Speaking on Joy News, Stephanie S. Sullivan expressed that “Ghana’s ‘galamsey’ is on steroids now”.
“Galamsey was an issue 20 years ago and it’s kind of on steroids now. It’s not three people with a pan in the river, it’s this heavy machinery, a lot of deforestation going on. It breaks my heart to see the Ankobrah River has just become so polluted from when we were here 20 years ago. I think it’s important to be in a position to be a steward of the environment”.
“We don’t inherit the land from our ancestors, we borrow it from our children,” she stated.
She also raised concerns on the need for the country to conserve the environment and promote sustainable agriculture and fisheries by “stopping illegal logging, mining, and fishing, and combatting wildlife trafficking and marine plastic pollution”.
Meanwhile, government has begun prosecution of persons suspected to have engaged in illegal mining activities, otherwise known as “galamsey” in the country.
Minister of Information Kojo Oppong-Nkrumah, who disclosed this at the government’s press briefing on illegal mining in Accra said so far, there are five separate cases facing different levels of state prosecution in court.

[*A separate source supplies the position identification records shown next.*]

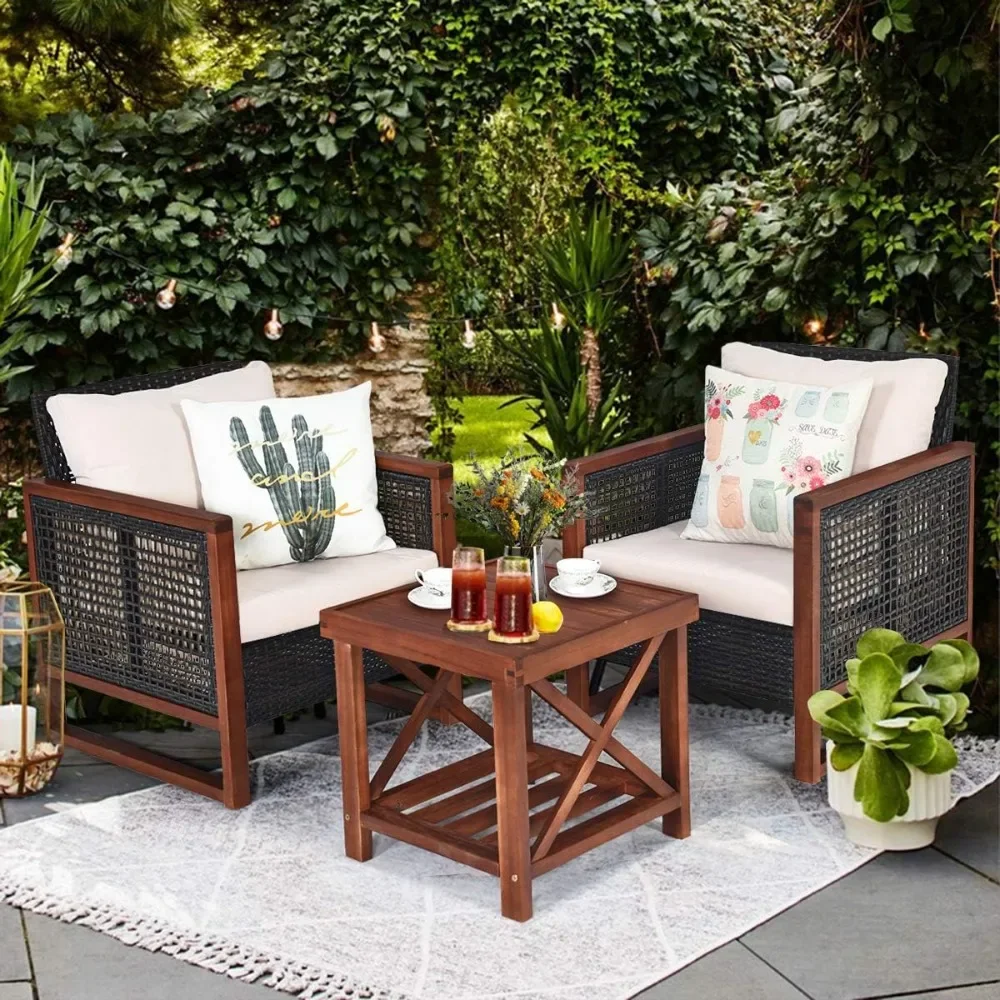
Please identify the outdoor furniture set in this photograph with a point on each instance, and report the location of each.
(158, 613)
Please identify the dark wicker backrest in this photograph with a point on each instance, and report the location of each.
(54, 458)
(944, 415)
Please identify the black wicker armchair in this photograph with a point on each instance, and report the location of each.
(148, 592)
(888, 547)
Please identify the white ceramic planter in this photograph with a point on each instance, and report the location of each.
(930, 798)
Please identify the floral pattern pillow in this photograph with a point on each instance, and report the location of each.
(765, 443)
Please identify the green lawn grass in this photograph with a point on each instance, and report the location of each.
(487, 433)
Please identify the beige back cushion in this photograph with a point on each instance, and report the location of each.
(137, 442)
(900, 414)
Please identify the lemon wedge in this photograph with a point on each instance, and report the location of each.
(547, 616)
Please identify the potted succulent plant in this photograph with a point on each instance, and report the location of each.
(889, 750)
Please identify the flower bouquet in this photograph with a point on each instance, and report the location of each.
(523, 500)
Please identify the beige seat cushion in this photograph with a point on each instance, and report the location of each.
(900, 414)
(282, 599)
(137, 442)
(753, 581)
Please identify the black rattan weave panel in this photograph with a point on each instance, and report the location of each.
(293, 671)
(54, 459)
(135, 598)
(895, 558)
(738, 659)
(944, 415)
(648, 493)
(405, 504)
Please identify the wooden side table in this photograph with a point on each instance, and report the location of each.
(505, 810)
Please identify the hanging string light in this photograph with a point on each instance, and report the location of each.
(468, 336)
(273, 327)
(376, 342)
(64, 253)
(166, 297)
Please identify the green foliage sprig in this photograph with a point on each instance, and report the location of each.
(904, 701)
(24, 274)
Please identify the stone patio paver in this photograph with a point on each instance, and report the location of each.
(75, 963)
(16, 991)
(901, 924)
(969, 833)
(854, 923)
(732, 971)
(987, 991)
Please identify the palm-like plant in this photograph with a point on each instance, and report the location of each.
(587, 266)
(22, 221)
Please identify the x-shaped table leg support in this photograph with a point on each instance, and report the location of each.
(601, 740)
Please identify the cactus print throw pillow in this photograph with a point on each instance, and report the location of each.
(765, 443)
(297, 475)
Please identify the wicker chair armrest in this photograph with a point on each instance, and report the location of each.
(414, 500)
(637, 487)
(891, 548)
(147, 591)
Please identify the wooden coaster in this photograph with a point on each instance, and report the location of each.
(513, 640)
(485, 626)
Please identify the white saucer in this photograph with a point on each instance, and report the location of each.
(423, 598)
(601, 584)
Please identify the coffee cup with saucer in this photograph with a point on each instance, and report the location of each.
(434, 592)
(577, 574)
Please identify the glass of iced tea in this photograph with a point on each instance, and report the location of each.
(468, 586)
(512, 605)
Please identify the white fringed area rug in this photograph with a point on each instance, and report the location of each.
(266, 895)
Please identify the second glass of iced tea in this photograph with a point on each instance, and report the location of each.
(468, 586)
(512, 604)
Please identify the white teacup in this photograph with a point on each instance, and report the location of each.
(578, 573)
(437, 580)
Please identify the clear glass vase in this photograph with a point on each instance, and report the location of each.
(539, 586)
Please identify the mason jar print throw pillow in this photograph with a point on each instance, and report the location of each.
(765, 443)
(297, 475)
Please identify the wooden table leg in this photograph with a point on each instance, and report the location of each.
(511, 763)
(578, 685)
(674, 728)
(353, 728)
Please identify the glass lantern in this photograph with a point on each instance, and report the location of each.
(32, 706)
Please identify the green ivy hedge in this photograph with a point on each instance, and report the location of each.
(315, 185)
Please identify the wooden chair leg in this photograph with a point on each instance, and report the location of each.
(808, 740)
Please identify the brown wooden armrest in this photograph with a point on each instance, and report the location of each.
(883, 475)
(422, 467)
(625, 453)
(440, 476)
(131, 506)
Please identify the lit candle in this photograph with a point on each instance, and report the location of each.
(10, 729)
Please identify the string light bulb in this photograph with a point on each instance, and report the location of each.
(64, 253)
(376, 342)
(468, 336)
(814, 328)
(273, 328)
(166, 297)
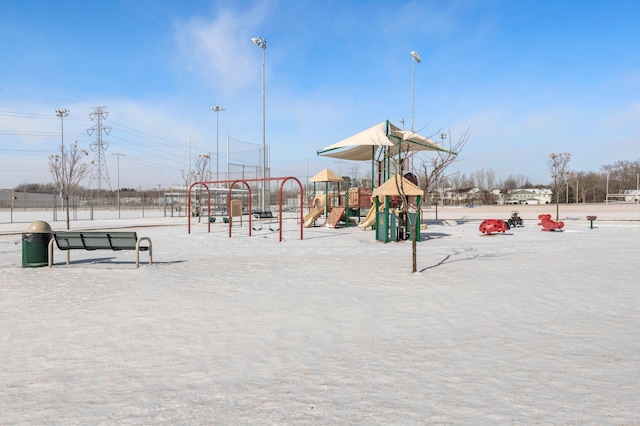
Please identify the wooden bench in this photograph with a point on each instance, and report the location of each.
(261, 217)
(81, 240)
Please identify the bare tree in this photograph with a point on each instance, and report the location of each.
(433, 168)
(68, 171)
(558, 167)
(438, 163)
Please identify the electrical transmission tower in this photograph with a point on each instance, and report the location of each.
(100, 174)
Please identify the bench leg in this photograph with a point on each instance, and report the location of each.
(50, 250)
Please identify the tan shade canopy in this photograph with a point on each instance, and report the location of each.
(363, 146)
(327, 176)
(393, 186)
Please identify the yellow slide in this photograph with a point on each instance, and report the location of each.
(311, 217)
(369, 220)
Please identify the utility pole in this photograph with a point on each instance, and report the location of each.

According to him, the cases are not exhaustive, and the Attorney General’s office is readying documents for more state-level prosecution of persons who have flouted the country’s mining laws.
Findings estimate $250 million is required to reclaim lands and water bodies affected by galamsey activities in the Western Region.
Ghana is recognised today as the second-largest gold producer in Africa. It is the undisputed mining hub of West Africa.
Illegal gold mining operations are criticised heavily throughout Ghana due to their detrimental environmental effects, which many believe outweigh any possible economic and cultural justifications.
The general public, the media, and academia have raised serious concerns about the negative effects of galamsey operations and have called for its abolishment, and the restoration of the many abandoned mining sites and spoils.